LAWSUIT TO BLOCK TRIBAL TAKEOVER OF NATIONAL WILDLIFE REFUGE
Bison Range Deal Cedes “Inherently Federal” Functions and Bars Public Oversight
Washington, DC — A Bush administration deal giving operational control over the National Bison Range to a Montana tribe for the next three years is illegal, according to a federal lawsuit filed today by Public Employees for Environmental Responsibility (PEER). This precedent-setting arrangement has national repercussions, as another 18 refuges in 8 states, constituting 80% of the entire National Wildlife Refuge System, are eligible for similar tribal agreements. So are 57 National Parks in 19 states, including parks such as Redwood, Glacier, Voyageurs, Olympic and the Cape Cod National Seashore.
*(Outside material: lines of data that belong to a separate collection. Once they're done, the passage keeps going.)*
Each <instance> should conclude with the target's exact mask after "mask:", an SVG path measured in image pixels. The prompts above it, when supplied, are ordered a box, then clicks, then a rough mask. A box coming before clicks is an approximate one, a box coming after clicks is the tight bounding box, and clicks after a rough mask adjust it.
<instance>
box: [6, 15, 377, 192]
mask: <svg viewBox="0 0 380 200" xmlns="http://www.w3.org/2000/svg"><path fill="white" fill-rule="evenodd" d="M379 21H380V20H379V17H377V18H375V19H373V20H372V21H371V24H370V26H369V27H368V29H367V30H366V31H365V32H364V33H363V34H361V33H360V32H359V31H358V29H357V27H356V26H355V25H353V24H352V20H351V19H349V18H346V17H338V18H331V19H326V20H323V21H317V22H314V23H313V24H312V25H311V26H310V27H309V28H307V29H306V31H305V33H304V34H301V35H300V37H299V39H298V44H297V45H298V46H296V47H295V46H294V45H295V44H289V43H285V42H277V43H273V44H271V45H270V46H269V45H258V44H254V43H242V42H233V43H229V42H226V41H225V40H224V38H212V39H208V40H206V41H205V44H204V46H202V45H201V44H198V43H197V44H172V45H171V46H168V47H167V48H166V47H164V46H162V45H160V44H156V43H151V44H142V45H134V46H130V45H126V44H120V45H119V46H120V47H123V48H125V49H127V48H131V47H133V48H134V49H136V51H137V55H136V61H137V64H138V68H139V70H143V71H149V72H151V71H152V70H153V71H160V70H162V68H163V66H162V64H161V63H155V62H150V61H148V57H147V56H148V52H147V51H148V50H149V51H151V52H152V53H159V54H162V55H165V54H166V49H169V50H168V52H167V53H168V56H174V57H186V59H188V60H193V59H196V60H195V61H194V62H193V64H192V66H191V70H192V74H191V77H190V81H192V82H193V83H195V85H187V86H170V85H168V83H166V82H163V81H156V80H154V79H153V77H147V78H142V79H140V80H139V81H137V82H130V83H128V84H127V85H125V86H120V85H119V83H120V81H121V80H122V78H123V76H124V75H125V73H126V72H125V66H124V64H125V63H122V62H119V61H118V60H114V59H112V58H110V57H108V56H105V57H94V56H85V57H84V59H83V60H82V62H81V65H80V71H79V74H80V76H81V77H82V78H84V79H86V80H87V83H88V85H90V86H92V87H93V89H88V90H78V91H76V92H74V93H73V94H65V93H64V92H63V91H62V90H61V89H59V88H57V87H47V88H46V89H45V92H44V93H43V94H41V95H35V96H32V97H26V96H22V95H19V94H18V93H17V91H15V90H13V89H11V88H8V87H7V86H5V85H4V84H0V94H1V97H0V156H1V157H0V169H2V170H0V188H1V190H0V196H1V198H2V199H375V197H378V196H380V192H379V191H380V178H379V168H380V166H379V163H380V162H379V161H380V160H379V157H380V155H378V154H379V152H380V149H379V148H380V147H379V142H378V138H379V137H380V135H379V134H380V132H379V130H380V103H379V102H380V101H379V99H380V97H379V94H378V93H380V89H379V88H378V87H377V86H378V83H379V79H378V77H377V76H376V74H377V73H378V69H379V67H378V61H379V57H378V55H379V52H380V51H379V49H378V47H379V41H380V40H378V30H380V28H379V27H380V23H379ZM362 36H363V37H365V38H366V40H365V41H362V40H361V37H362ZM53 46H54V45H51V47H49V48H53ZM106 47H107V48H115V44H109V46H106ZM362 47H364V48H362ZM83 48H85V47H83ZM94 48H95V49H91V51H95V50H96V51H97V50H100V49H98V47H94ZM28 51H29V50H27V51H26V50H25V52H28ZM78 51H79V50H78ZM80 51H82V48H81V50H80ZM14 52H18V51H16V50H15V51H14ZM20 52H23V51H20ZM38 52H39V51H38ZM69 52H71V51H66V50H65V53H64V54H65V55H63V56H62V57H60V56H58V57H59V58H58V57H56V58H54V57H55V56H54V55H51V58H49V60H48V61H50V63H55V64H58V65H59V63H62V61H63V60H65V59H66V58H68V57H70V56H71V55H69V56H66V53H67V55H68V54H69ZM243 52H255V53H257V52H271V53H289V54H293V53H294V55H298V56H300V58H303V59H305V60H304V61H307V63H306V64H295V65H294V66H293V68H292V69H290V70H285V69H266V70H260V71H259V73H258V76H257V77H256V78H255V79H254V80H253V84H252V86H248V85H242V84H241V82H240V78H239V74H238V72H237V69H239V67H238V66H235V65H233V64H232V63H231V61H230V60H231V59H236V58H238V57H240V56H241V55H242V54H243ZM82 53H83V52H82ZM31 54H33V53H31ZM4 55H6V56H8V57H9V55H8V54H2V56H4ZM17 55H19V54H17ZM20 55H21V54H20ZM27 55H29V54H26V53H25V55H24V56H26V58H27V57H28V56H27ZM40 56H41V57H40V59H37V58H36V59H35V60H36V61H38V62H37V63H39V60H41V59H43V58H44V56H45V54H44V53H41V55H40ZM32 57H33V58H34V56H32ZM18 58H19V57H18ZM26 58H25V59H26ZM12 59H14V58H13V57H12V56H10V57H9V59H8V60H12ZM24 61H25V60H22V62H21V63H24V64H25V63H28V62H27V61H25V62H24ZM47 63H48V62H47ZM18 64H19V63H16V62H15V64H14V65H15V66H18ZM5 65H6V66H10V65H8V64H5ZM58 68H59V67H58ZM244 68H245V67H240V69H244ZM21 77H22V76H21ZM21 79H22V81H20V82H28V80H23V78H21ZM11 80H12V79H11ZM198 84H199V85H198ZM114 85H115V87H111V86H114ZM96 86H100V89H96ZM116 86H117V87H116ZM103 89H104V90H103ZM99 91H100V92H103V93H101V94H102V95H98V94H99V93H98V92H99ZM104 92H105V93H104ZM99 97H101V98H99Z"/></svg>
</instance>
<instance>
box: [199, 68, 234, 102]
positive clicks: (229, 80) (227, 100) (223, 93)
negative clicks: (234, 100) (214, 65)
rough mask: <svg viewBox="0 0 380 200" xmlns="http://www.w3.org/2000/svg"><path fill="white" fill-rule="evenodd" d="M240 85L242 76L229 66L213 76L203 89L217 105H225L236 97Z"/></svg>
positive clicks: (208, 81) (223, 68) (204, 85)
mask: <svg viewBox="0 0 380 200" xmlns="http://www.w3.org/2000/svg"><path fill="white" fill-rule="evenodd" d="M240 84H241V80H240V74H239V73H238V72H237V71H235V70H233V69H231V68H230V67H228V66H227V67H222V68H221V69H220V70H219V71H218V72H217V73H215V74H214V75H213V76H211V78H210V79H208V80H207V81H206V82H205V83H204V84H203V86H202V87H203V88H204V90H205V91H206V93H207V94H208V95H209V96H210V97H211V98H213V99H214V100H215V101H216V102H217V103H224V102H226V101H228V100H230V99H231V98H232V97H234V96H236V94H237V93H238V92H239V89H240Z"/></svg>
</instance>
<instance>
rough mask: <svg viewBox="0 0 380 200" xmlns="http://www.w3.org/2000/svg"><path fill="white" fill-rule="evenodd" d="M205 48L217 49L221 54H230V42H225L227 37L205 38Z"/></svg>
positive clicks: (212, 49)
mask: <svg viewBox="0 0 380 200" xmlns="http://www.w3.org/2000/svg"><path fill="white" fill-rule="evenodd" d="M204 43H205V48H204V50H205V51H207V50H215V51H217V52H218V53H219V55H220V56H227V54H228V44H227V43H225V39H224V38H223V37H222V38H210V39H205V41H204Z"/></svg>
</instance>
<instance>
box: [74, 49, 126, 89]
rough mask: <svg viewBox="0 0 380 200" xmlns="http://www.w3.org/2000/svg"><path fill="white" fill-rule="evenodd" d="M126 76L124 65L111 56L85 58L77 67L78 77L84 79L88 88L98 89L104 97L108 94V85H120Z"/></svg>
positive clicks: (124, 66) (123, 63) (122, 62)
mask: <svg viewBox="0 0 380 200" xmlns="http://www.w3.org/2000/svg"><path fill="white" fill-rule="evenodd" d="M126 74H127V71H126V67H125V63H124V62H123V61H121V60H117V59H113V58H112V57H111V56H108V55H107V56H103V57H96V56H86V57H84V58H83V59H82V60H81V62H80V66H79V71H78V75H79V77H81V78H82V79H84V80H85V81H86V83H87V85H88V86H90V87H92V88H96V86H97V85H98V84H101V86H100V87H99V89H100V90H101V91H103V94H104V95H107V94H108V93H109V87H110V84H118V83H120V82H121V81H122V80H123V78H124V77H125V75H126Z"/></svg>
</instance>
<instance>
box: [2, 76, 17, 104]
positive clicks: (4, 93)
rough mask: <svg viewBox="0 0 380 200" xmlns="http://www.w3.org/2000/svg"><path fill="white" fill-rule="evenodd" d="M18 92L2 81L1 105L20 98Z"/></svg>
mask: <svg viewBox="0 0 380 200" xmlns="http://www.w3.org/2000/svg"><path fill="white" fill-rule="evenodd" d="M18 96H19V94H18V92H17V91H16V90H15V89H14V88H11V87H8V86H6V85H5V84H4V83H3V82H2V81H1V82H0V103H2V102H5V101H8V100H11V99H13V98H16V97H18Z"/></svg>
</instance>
Plaintiffs bringing the suit feature four former Bison Range refuge managers whose tenures span 40 years, a former Chief of the National Wildlife Refuge System and Nathaniel Reed, former Assistant Interior Secretary during the Nixon and Ford administrations, as well as a current Bison Range employee whose job is being displaced. The suit cites violations of federal laws which –
• Forbid outsourcing “inherently federal functions” as well as require that operational control of all refuges remain with the U.S. Fish & Wildlife Service;
• Ensure public access to financial and other records maintained by federal contractors and mandate a full and open review of environmental impacts of major federal actions; and
• Shield federal employees from job loss at the direction of groups outside the federal government and guarantee return rights once the agreement ends.
“The National Bison Range agreement improperly contracts out operation of a major federal facility without adequate oversight to protect taxpayers,” stated PEER senior counsel Paula Dinerstein, who filed the action today in U.S. District Court for the District of Columbia. “Ceding substantial control over a national refuge requires an act of Congress and cannot legally be given away in a closed-door deal.”
Negotiated with top U.S. Interior Department officials, the Bison Range agreement transfers all jobs, except for a Refuge Manager and deputy, to the Confederated Salish and Kootenai Tribes (CSKT). This agreement, which takes full effect in January, is a successor to a more limited FY 2005 agreement which the Fish & Wildlife Service summarily rescinded in December 2006 citing a host of performance-related issues on the part of the Tribe, as well as reported mistreatment of FWS employees by the CSKT.
“This arrangement seems designed to settle a political debt rather than enhance the refuge mission,” Dinerstein added. “In fact, the agreement itself concedes that wildlife-related services will likely suffer.”
Called the crown jewel of the National Wildlife Refuge System, the National Bison Range is one of the nation’s oldest refuges and celebrated its centennial this past May.